The younger Biden displayed his arrogance and defiance of Congress by showing up earlier Wednesday with his lawyers as the House Oversight and Accountability Committee held a hearing to discuss the contempt citation.
His brief appearance in a front-row seat created a public spectacle, as he did Dec. 13 by making a statement to reporters on Capitol Hill instead of complying with the committee’s subpoena to be deposed behind closed doors.
The younger Biden and his lawyers are waging a deceptive public relations war. He keeps claiming that he would be willing to testify publicly, while refusing to testify in a deposition in which he could be asked detailed questions without the times limits of a public hearing that severely constrain lawmakers’ ability to elicit information from, or cross-examine, a witness.
Biden’s claim that he is willing to testify publicly is a complete sham. He wants to create a spectacle.
So the younger Biden is doing everything he can to avoid testifying at all, while putting on a show designed to portray him as the victim. It’s all a public relations con game.

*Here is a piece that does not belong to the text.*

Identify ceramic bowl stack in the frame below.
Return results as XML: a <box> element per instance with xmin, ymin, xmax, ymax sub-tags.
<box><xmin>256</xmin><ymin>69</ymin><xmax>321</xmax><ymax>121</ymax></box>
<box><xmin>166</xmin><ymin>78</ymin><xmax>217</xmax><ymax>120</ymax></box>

Keep in mind that the federal indictments of Biden were filed only after the Justice Department’s previous sweetheart deal, offering to get the president’s son out of all of the tax and gun charges with no jail time, was scuttled after a public outcry and an alert federal judge’s questions about the propriety of the plea agreement.
The likelihood that the Justice Department will enforce the contempt citation against Hunter Biden is especially remote when you consider its past politicization.
During the Obama administration, the DOJ refused to enforce contempt citations against then-IRS official Lois Lerner and then-Attorney General Eric Holder; during the Biden administration, it enthusiastically went after former Trump White House aides Steve Bannon and Peter Navarro.
Enforcement apparently depends on whether you are a political ally or enemy of Joe Biden and the Democrats.
By refusing to comply with a congressional subpoena served upon him, the president’s son arguably violated the terms of his conditional pretrial release.
Biden’s public defiance of a congressional subpoena appears to be in clear violation of 2 U.S.C. § 192, which makes it a federal crime (albeit a misdemeanor) to refuse to comply with such a subpoena.
Will the Justice Department prosecute Hunter Biden for criminal contempt of Congress if the entire House votes to approve the citation? If not, the department will add to a public perception that it’s unwilling to enforce the law on a nonpartisan basis—and that the president’s son is receiving preferential treatment.